Aproveito a oportunidade para agradecer a visita de Marcelo Leite ao LaNCE-UFRJ. Marcelo, um dos pioneiros do jornalismo científico no Brasil, veio até o Rio de Janeiro conhecer o que fazemos por aqui. O resultado dessa visita foi publicada hoje na revista Ilustríssima da Folha de São Paulo e está disponível para assinantes. Da mesma forma, agradeço aos jornalistas Renato Grandelle do Globo e Jamile Bastos do Olhar Vital UFRJ que também repercutiram o assunto. Suas reportagens estão disponíveis aqui e aqui.
A versão 2010 da pesquisa indica que 76% dos cientistas já perderam material científico preso na alfândega, 99% resolveram mudar os rumos de suas pesquisas em virtude das dificuldades para importar os reagentes necessários enquanto 92% têm de esperar no mínimo 1 mês pela chegada dos reagentes.
Para baixar o arquivo completo com todos os gráficos e análises sobre as dificuldades de importação de material científico no Brasil, clique aqui.
Os resultados são terrivelmente preocupantes pois sugerem que o maior gargalo para o progresso da ciência brasileira está no tempo de espera pela chegada dos reagentes e equipamentos, e não necessariamente (ou exclusivamente) na quantidade de recursos investidos em ciência e tecnologia em nosso pais.
Coincidentemente, na semana retrasada estive em São Paulo entrevistando candidatos brasileiros para bolsas de estudo da Fundação Americana PEW. Todos, sem exceção, sustentaram que a principal vantagem de trabalhar nos EUA está na agilidade com que o material necessário para as suas pesquisas chega aos seus laboratórios.

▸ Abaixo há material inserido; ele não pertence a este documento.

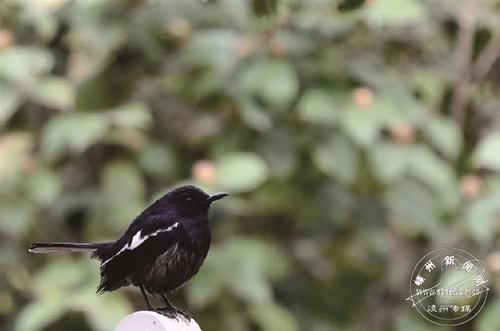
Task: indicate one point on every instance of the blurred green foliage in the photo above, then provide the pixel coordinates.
(355, 136)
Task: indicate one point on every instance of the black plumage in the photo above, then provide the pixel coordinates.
(161, 250)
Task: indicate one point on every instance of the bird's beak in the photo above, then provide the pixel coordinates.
(217, 196)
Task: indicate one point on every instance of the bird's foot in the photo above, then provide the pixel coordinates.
(173, 313)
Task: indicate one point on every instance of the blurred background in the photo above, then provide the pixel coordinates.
(355, 137)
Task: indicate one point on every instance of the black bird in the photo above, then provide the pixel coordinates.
(161, 250)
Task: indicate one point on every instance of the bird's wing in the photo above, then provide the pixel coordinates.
(132, 253)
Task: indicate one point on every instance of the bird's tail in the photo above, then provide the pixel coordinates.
(65, 247)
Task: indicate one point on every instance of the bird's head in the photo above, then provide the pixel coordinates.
(191, 201)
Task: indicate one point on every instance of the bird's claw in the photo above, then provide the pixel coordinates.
(173, 313)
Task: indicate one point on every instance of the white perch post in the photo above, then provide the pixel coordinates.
(151, 321)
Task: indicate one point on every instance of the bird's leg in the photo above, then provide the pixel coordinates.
(144, 294)
(170, 309)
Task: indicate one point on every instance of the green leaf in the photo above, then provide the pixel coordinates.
(241, 172)
(481, 217)
(123, 192)
(158, 160)
(274, 81)
(15, 150)
(39, 314)
(54, 92)
(71, 133)
(44, 187)
(103, 312)
(445, 135)
(395, 12)
(489, 319)
(254, 116)
(205, 288)
(338, 158)
(487, 153)
(16, 217)
(437, 174)
(133, 115)
(412, 209)
(10, 102)
(318, 106)
(272, 317)
(390, 161)
(362, 126)
(24, 65)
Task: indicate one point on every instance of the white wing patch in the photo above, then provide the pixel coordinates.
(138, 239)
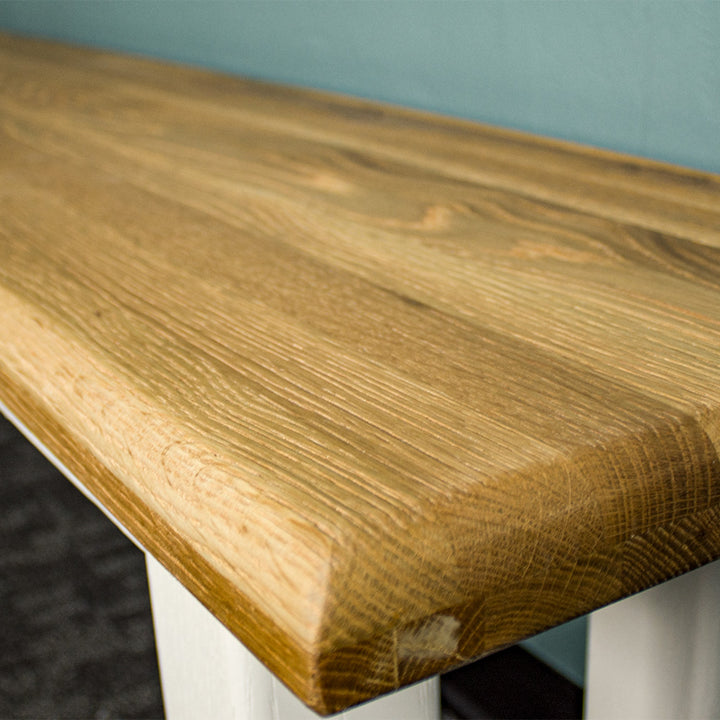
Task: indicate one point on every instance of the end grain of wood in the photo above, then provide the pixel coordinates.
(386, 391)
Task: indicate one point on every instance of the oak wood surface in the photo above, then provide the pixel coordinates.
(387, 391)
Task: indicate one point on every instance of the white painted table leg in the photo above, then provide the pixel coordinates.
(207, 673)
(657, 654)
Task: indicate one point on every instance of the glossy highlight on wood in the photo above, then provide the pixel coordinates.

Confirmando portanto a tese de que para nos tornarmos competitivos e reduzirmos a evasão de cérebros, precisamos de acesso rápido aos reagentes e equipamentos científicos comprados no exterior.
Em artigo de 2008 publicado na Folha de São Paulo, Mauro Rebelo e eu escrevemos que tão importante quanto o cumprimento do regulamento técnico para a importação de material para pesquisa em saúde é a necessidade de treinamento adequado dos fiscais da Anvisa, além da criação, pela Receita Federal, de entrepostos que permitam desembaraço em 48 horas, com instalações capazes de estocar as cargas importadas pelos cientistas, incluindo células e animais.
A sugestão se mantém, principalmente porque para que se cumpram as promessas da presidente eleita Dilma Rousseff para o setor de Ciência e Tecnologia - ampliar o registro de patentes, privilegiar as pesquisas em biotecnologia, saúde, produção de fármacos e transformar o Brasil em potência científica e tecnológica - será necessário um pacto pela ciência envolvendo todos os órgãos subordinados ao governo federal.
Somente uma ação coordenada será capaz de viabilizar o desembaraço ágil de produtos cruciais ao progresso científico brasileiro. Não nos transformaremos em potência científica e tecnológica enquanto a burocracia continuar interferindo no acesso a materiais essenciais à geração de conhecimento, principalmente na área biomédica.